Last week the Labor Department reported a small drop in the unemployment rate to 5.5 percent and the addition of 295,000 jobs in February. That good news represented the 12th straight monthly jobs gain above 200,000. While the impressive numbers weren’t sufficient to boost wages by much, they provided evidence that the long-suffering economy has rebounded impressively.

Yet, as analysts at the Brookings Institution’s Hamilton Project are quick to point out, America’s “jobs gap,” or the number of jobs the economy needs to create in order to return to pre-Great Recession employment levels while accounting for population changes, is still massive.

As of the end of February, the U.S. was still saddled with a jobs gap of four million positions.

Related: Will  Friday’s Jobs Report Force Janet Yellen’s Hand?

The chart below illustrates the evolution of the jobs gaps, which first surfaced with the start of the country’s worst recession of modern times. The inverted bell-shaped curve shows the gap at its worst between 2009 and 2011 before  gradually narrowing.

The graph also shows how long the Hamilton Project’s analysts think it will take to completely close the jobs gap, using two different scenarios of job growth.

Under the first one, the jobs gap would disappear in August 2017, assuming the economy adds 191,000 jobs per month – or the average monthly rate of growth since the recovery began in March 2010.

Using a more optimistic projected rate of 275,000 new jobs created monthly – or the average monthly rate of job creation during the past 12 months – then the gap would close by September 2016. 
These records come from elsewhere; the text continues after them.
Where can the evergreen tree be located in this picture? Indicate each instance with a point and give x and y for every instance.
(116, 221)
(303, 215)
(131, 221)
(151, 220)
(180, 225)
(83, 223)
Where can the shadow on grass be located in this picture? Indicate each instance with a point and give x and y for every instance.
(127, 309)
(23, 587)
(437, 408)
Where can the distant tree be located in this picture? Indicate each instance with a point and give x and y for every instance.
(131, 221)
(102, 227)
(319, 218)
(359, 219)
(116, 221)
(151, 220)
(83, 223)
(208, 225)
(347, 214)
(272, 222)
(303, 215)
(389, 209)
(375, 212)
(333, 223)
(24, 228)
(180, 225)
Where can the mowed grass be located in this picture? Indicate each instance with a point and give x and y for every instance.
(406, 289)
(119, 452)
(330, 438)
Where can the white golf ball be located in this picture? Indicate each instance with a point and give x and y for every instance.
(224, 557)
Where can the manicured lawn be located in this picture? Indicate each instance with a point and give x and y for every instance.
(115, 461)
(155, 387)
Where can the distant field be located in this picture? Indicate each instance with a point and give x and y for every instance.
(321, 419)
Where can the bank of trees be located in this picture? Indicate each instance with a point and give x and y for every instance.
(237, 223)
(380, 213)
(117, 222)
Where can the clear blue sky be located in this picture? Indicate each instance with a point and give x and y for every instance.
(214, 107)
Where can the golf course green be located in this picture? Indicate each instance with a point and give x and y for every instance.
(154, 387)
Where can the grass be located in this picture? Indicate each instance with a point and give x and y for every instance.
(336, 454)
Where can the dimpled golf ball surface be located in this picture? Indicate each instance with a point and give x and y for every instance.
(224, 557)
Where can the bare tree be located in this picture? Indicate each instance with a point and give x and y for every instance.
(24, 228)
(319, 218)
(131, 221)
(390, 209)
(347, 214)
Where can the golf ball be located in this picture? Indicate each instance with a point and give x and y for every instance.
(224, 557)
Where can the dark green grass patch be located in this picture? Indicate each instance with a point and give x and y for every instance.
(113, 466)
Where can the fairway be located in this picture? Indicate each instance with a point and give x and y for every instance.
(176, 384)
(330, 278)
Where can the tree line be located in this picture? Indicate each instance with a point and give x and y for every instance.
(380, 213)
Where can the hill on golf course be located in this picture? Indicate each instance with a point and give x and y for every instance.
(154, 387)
As the recovery continues and the economy adds more jobs, the Hamilton Project economists note, the unemployment rate also continues to decline from its peak of 10 percent at the end of 2009.

“The current unemployment rate of 5.5 percent is only 0.7 percentage points higher than on the eve of the Great Recession,” according to the group’s analysis. “However, there are 8.7 million unemployed Americans, 2.7 million of whom are classified as long-term unemployed, having been without a job for longer than six months.”

Related: Why Stocks Are So Spooked by Great Job Gains

The overall employment-to-population ratio, a broad measure that includes people who have stopped looking for work, has changed little since the end of the recession, according to the study. It currently stands at 59.3 percent, up just 1 percentage point over the last four years and far lower than its pre-recession level of 62.7 percent in late 2007.

The Hamilton Project is a progressive economic policy think tank that develops innovative policy proposals for growing the economy. On Wednesday, the group sponsored a public forum in Washington on proposed policy interventions that was addressed by Vice President Joe Biden.

While no proposals discussed yesterday could be called game changers, they are meant to complement other more traditional approaches to stimulating job growth – such as government investment in infrastructure and job training and placement programs.

Related: The Dark Shadow Hanging Over the Economic Recovery

One panel focused on proposals developed by Morris Kleiner, a professor at the Humphrey School of Public Affairs at the University of Minnesota, whose goals are to “systemize and harmonize occupational licensing regulations.” Kleiner’s proposals would reduce the regulatory and economic costs of occupational licensing among states, while increasing job opportunities and expanding consumer access to services.  

A second panel discussed two new proposals by Adriana Kugler, a public policy professor at Georgetown University, and Michael Barr, a law professor at the University of Michigan.

Kugler proposed three pilot projects to give job seekers going through the unemployment insurance system a more seamless transition back to work. Barr advocates encouraging entrepreneurship for minorities and women through programs that promote more access to capital, networks and skills.